По левую и правую стороны от ратуши стояли дома двух богатейших бюргеров. С самого выселения в горы род Боркенкеферов удерживал монополию на продажу тростей, без которых отыскать дорогу впотьмах не мог ни один житель Города. Последний глава знатного семейства, Альберих Боркенкефер, спокойно и размеренно приумножал фамильные капиталы, введя в оборот трости со встроенным подогревом рукоятей, когда на рынок ворвался Вотан фон Мюке. Новоявленный конкурент разводил и натаскивал собак-поводырей, которым стоило только назвать пункт назначения в Городе, и они сами без труда доводили хозяина. В своей рекламной кампании, — а фон Мюке был первым, кто заплатил человеку на башне ратуши за хвалебные выкрики о товаре между объявлениями часов, — главный упор коммерсант делал на то, что «вкупе с заменой устаревшей трости покупатель приобретает еще и верного, веселого друга». Некоторые горожане, в первую очередь люди одинокие, выбрали собак фон Мюке. Тогда Боркенкефер снизил цены и распустил слух: якобы псы покусали трех своих хозяев (хотя это и противоречило первому закону собаковедения — поводырь не может причинить вреда человеку). Фон Мюке в отместку стал повсеместно говорить, что для покрытия тростей Боркенкефер использует ядовитые лаки.
Боркенкефер выискивал себе путь лучшей тростью из сердцевины столетнего вяза, фон Мюке водил по Городу самый поджарый и лохматый дог, а сердца обоих наполняли два чувства: тлеющая ненависть к конкуренту и пылкое вожделение к деньгам. Они не могли видеть возбуждающего алчность магического золотого блеска, но звук, с каким одни монеты падали на другие, сводил их с ума.
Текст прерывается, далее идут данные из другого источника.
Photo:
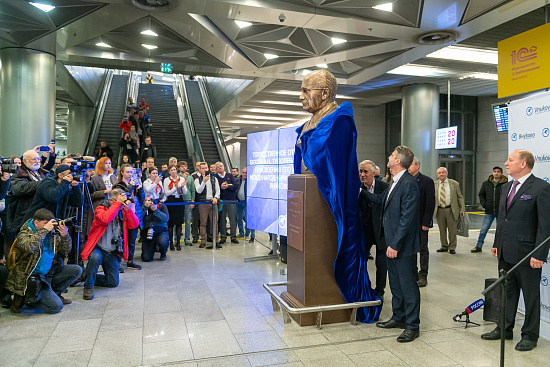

Оба дельца состояли в ратуше консулами, и оттого всякое заседание «дюжины мудрейших» вместо размышлений об общем благоденствии оборачивалось очередным столкновением частных интересов. Происходило всегда следующее: кто-то из дельцов выказывал порой своекорыстное, а порой должное одобрение биллю. Например, «Об установке поручней вдоль улиц с целью упорядочивания и облегчения передвижений людского потока». Или «О вскрытии родника, бывшего на месте центральной площади, и заключении его в рамки фонтана с целью возможности ориентирования в Городе по шуму воды». Другой сперва чуял неладное, изъян предполагался наверняка, а после содрогался от ужаса, представляя убытки; одних консулов он подкупал, вторых запугивал, а третьих убеждал. Так в Городе оставались неизменными сухость, тишина и улицы без поручней.
Первым на личности переходил, как правило, Боркенкефер, с криком:
— Пора вышвырнуть всех псов вон из Города! От унылого их воя не то что заснуть, даже часы с башни невозможно расслышать. Люди должны быть важнее собак.
Поводыри, присутствовавшие в комнате, неодобрительно рычали.
— А палки ваши раздолбили уже все мостовые, — обрывал соперника фон Мюке. — Нельзя не споткнувшись и шагу ступить. Все трости изъять и сжечь — это обойдется дешевле ремонта дорог. Кстати, скоро мы выводим на рынок новую породу безголосых собак. По прежней цене.